Mike Wilkins, a local St Albans District Resident didn’t know what was ahead of him when planning to attend the 2015 global Climate Change talks in Paris  – he was going in his capacity as the head of environmental and climate research at credit ratings agency Standard & Poor’s.

In April this year the ambitious Sustainable St Albans Week tean decided to ask over 2,000 local residents, adults and children, to write their own message to Amber Rudd MP, the UK Secretary of State for Energy and Climate Change – they saw it as a way of linking the local week’s events, on environmental sustainability, directly to the global Climate Change talks.
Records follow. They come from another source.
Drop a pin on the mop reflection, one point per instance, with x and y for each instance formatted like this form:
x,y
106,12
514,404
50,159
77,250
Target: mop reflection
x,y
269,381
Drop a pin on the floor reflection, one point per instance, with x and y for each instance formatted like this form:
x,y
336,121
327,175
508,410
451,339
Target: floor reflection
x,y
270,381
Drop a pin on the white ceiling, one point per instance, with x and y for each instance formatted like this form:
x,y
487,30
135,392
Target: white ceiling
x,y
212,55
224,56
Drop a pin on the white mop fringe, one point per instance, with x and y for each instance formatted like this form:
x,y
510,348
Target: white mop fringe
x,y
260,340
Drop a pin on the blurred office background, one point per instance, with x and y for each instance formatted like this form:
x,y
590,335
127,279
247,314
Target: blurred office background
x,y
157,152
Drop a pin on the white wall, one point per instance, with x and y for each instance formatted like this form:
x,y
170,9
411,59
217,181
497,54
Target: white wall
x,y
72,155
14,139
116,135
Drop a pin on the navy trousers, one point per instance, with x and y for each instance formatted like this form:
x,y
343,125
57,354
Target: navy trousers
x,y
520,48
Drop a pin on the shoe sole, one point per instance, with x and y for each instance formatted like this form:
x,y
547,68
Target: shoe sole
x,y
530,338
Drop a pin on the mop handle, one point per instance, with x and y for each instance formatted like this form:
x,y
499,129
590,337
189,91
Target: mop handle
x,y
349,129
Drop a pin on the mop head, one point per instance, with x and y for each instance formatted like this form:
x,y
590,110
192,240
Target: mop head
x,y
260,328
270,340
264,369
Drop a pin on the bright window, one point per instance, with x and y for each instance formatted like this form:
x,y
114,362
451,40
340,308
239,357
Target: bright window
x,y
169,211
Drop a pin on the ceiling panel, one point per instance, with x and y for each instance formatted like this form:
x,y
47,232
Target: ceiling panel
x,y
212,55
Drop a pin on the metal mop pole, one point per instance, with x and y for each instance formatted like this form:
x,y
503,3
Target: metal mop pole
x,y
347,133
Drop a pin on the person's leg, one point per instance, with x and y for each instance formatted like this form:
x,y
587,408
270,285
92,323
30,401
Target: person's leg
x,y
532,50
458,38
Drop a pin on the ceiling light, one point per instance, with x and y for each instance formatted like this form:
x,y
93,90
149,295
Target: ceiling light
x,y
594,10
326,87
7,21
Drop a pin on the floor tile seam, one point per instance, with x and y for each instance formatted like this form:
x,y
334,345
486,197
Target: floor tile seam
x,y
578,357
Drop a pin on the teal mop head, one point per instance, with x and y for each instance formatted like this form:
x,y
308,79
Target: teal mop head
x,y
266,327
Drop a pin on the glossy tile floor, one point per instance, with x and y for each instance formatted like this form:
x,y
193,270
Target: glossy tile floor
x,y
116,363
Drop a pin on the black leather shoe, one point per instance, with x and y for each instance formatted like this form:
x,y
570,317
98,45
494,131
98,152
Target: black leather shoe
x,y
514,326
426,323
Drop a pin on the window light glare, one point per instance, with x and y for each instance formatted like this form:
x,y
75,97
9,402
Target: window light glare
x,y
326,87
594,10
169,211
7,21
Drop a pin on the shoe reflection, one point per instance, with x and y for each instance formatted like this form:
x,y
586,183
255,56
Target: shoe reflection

‘We thought that it might help raise awareness of climate change issues, and give a voice to local young people at these important talks” said  Amanda Yorwerth, local Friends of the Earth organiser and member of Sustainable St Albans team. But the big question was, how would they get the cards delivered?
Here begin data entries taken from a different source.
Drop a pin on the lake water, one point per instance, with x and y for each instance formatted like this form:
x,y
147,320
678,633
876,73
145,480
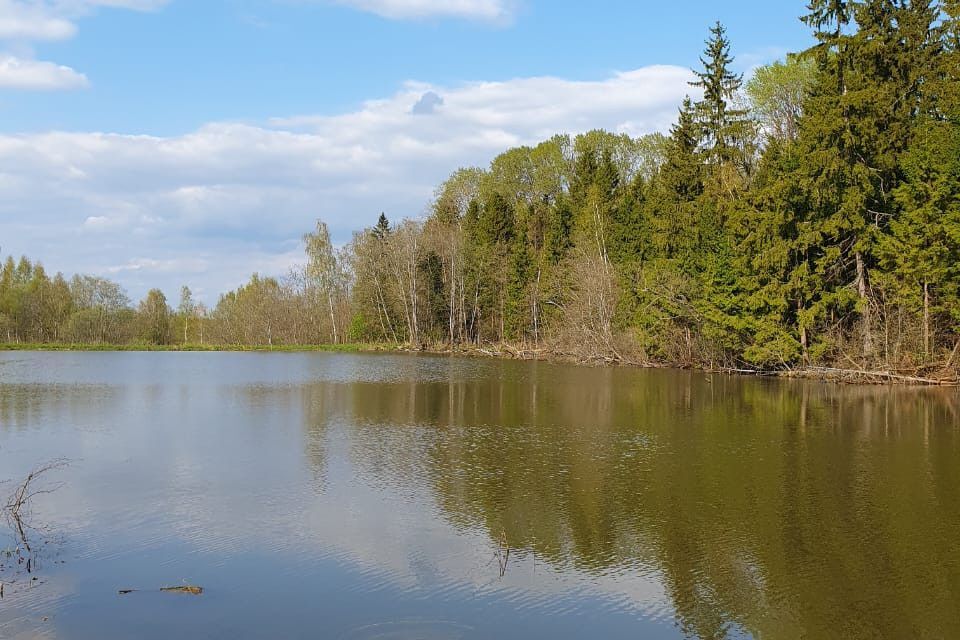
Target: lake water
x,y
375,496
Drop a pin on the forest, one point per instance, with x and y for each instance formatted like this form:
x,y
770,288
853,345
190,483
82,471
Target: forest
x,y
808,215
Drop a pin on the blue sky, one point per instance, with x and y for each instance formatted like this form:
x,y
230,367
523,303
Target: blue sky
x,y
193,141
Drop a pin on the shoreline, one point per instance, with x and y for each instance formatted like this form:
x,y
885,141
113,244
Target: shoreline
x,y
876,377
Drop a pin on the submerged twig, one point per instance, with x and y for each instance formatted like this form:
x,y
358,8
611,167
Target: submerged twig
x,y
17,507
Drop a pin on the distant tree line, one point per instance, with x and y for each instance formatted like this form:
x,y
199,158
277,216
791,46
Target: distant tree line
x,y
810,215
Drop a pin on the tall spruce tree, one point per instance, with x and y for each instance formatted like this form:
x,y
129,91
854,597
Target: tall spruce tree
x,y
724,128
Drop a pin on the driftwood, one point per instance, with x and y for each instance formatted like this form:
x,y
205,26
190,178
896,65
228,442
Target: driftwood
x,y
862,375
187,589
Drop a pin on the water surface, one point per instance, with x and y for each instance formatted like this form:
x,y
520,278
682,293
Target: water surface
x,y
374,496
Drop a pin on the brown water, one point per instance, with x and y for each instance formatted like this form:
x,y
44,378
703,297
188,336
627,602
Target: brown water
x,y
356,496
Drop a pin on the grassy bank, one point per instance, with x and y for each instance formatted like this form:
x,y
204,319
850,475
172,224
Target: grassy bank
x,y
938,376
342,348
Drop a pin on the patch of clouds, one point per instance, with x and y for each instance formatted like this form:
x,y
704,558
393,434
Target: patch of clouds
x,y
236,198
427,103
494,11
35,75
24,22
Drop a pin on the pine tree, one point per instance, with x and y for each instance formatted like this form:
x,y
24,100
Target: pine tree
x,y
724,129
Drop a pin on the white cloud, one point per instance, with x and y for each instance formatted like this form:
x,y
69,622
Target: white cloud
x,y
237,197
17,73
484,10
27,21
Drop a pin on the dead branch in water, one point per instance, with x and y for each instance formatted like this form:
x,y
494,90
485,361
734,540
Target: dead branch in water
x,y
17,507
503,553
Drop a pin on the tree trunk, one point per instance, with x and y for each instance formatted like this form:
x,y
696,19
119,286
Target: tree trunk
x,y
863,289
926,319
333,319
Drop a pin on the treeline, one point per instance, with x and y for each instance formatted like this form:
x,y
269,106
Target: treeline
x,y
89,310
810,215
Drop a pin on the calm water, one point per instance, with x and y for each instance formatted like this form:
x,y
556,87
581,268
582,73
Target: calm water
x,y
364,496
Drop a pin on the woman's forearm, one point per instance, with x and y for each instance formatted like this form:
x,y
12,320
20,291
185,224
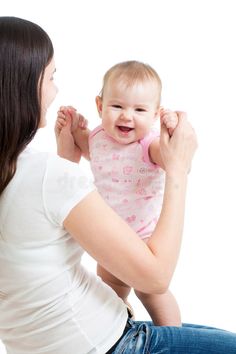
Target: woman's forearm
x,y
166,239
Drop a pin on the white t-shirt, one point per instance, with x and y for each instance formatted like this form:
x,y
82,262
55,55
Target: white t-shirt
x,y
48,302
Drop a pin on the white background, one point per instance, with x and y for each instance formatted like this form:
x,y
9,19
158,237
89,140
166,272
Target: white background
x,y
191,44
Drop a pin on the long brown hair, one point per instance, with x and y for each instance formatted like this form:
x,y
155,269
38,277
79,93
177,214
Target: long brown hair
x,y
25,51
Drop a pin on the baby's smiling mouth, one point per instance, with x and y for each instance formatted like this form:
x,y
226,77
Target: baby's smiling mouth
x,y
124,129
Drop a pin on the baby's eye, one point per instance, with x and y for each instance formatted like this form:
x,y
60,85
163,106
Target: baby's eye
x,y
140,110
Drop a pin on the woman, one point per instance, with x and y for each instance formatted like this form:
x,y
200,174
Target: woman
x,y
50,214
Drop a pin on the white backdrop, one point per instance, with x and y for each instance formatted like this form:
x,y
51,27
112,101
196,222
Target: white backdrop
x,y
191,44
Mike Wilkins with wife, Caroline and children, Thoma, 16, and Miranda, 15, at the Eiffel Tower in Paris with the Postcards.

This weekend, with the help of his family, Mike, who was friendly with one of the Sustainable St Albans team,  has taken over 2,000 ‘Postcards to Paris’ in his luggage, and is preparing to hand them over personally to the UK representative at the climate change talks. Over 1800 of these cards are messages written individually by children from 5 – 18 years old; the children have also drawn their own images representing their views on climate change.
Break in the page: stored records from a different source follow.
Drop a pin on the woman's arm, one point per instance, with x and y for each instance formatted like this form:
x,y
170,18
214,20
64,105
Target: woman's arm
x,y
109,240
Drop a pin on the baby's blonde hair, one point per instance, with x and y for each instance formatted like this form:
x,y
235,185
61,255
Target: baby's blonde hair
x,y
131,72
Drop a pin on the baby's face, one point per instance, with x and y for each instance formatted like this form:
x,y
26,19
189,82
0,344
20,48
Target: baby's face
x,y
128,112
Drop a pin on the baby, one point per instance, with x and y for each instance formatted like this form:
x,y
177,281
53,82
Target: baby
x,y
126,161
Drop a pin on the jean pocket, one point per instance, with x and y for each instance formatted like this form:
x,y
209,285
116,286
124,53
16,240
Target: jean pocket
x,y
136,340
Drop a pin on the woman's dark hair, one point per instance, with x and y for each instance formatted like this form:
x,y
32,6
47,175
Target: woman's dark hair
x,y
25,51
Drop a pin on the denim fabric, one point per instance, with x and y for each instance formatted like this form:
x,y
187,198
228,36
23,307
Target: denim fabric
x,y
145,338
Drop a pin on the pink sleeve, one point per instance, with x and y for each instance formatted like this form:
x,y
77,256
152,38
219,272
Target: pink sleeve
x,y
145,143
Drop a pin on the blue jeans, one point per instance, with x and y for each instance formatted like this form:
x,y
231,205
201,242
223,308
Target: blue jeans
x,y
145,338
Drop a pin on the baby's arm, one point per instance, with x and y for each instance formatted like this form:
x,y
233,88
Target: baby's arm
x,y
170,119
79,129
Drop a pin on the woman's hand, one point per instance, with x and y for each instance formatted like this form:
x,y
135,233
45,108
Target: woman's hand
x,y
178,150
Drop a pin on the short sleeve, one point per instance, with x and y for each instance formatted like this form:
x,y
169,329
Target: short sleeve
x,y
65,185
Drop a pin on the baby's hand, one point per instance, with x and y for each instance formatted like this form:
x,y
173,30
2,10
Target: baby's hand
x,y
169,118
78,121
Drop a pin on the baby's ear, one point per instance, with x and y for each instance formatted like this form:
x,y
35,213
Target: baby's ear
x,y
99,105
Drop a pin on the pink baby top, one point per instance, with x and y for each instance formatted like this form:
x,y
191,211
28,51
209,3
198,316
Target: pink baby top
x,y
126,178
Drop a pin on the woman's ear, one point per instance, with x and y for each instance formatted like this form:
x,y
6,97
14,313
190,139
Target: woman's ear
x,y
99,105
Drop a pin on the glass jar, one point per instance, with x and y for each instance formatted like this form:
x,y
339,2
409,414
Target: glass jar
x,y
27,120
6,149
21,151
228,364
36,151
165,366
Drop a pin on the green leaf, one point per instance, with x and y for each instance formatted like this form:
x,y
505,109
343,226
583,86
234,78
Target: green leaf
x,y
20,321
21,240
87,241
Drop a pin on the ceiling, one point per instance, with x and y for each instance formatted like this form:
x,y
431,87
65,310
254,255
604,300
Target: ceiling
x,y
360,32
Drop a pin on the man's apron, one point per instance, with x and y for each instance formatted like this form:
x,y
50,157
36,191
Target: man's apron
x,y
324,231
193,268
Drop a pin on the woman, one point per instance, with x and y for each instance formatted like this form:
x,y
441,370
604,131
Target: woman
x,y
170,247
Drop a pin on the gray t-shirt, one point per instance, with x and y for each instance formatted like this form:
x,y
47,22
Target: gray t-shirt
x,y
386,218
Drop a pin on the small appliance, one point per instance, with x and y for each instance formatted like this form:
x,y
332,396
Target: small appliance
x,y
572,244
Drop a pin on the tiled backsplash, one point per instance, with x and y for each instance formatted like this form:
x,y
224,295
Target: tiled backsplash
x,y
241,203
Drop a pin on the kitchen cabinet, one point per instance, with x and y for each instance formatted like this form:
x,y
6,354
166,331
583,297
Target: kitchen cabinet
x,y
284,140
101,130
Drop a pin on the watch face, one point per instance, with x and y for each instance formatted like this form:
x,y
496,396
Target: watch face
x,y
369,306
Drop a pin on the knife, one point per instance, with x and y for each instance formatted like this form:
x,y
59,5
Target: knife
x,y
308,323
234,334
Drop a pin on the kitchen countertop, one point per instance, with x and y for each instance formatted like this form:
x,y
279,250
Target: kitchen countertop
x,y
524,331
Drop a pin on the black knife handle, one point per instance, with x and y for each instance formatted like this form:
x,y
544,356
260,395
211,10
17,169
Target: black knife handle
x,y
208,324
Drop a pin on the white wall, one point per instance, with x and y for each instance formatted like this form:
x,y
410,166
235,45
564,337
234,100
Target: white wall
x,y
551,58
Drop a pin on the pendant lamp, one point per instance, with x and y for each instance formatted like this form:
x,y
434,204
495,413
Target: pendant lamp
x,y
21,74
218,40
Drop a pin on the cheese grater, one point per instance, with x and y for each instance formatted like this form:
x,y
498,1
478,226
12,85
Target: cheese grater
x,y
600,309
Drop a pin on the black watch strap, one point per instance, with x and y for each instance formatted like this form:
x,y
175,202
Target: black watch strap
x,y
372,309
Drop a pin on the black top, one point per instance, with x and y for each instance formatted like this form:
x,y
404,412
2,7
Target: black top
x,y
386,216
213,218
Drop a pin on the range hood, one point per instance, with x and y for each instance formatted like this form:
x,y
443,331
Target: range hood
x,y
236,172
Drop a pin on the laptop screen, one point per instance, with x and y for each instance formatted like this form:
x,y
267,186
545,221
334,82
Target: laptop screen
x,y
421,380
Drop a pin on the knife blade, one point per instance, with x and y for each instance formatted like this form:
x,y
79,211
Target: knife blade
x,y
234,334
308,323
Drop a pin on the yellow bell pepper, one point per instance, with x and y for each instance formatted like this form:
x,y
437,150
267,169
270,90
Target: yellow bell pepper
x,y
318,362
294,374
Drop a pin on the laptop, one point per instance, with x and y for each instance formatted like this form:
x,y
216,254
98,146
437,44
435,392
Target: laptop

From Paris this weekend, Mike commented: “Climate change is a multi-generational issue. It’s a privilege to be able to handover the hopes and aspirations of so many St Albans schoolchildren represented in these postcards.”

With few resources to build the week, the initiative was brought to life by Clare Henry, a local ex-school teacher who worked on a lesson plan for schoolchildren on the Paris talks. Clare used her contacts to work with over 30 schools who helped pupils consider the messages they wanted to send.

This weekend, the Wilkins’ family arrived in Paris ahead of the talks, and have successfully transported the cards. Mike will be handing the cards over on 8th December to a representative from DECC, the Department of Energy and Climate Change, at an event organised by them at The Grand Palais in Paris.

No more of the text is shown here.